Obsolescencia programada
Está
obsoleto, me dijeron. A mí me parecía que aún podría funcionar unos años más,
pero quién soy yo para cuestionar. Todo caduca; por ejemplo la primavera, que
no entró este año porque se volvió obsoleta, y cuando nos quejamos dijeron que
hay otras estaciones novedosas, que ya nos enviarían el catálogo 2016. Hace un
mes nos caducó el gato; jugaba con una bolita de estambre cuando se quedó
quieto, como congelado. Me enviaron otro por correo a contra reembolso, uno
azul con nuevas funciones. Así que cuando me han dicho que nuestro amor está
obsoleto, ¿quién soy yo para contradecir a los que saben? Tendremos que
olvidarnos el uno del otro y buscar nuevos modelos, creo yo. Dicen ellos.
Remordimiento
Ayer abandoné a un hombre nadando desesperado
contracorriente en el río Mississippi. Siento remordimiento. Hoy tengo que
abrir el libro y saber qué fue de él.
El secreto de Santa Hildegarda
La abadesa Hildegarda había sido santa desde el mismísimo
día de su concepción. Santa era cuando se escapó de casa para ordenarse monja
en contra de los deseos de su padre y también al iniciar las visiones místicas.
Lo era al curar mediante milagros y también el día que aquel hombre herido se
ocultó en su monasterio de reclusión. Mientras lo escuchaba confesar que era un
noble perseguido y excomulgado, santa aún al mirarse en sus ojos y consumirse
abrasada en un calor delicioso y desconocido que la recorrió entera de pies a
cabeza. También cuando él murió y ayudada por las hermanas de la orden lo
sepultó en la tierra bendita del panteón de la abadía, sabiendo que estaba
prohibido, como tuvo a bien recordárselo el obispo al acudir a reclamar el
cuerpo, y cuando ella le replicó que en su lecho de muerte el hombre se había
arrepentido de sus pecados y suplicó perdón.
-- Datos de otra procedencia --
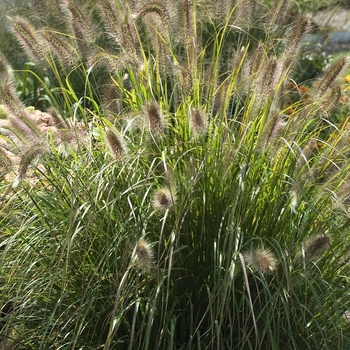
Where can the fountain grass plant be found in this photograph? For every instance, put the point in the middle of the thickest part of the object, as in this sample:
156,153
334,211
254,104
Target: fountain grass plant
191,212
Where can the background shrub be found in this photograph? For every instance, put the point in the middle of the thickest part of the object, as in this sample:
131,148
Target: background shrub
173,203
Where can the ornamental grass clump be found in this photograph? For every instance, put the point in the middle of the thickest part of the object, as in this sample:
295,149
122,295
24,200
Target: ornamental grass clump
199,207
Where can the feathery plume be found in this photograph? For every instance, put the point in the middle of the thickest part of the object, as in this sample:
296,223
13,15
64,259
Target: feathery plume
220,9
260,259
155,7
331,99
5,162
246,12
163,199
155,117
5,71
115,143
306,155
143,254
315,246
276,14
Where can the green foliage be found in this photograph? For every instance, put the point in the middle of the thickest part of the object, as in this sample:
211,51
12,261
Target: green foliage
177,206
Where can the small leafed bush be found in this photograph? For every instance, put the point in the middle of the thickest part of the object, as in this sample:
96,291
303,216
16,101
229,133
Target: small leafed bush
188,197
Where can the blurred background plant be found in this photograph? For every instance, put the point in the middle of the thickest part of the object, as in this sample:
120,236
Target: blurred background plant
179,195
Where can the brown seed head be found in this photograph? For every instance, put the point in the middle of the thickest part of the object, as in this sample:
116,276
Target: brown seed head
260,259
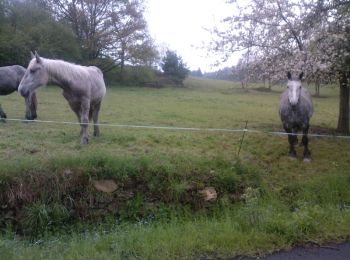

Santa cuando los servidores del
obispo excavaron en el cementerio y nada encontraron, pues cada huella borrada
fue y cada rastro oculto, marchándose sólo con manos vacías pues la abadesa no
confesó donde había ocultado el cuerpo del noble. Hildegarda siguió siendo
santa hasta el día de su propia muerte, aun cuando su último pensamiento al
terminar cada día fuera para el hombre que estaba enterrado bajo su propio
lecho, en su celda de la abadía de clausura.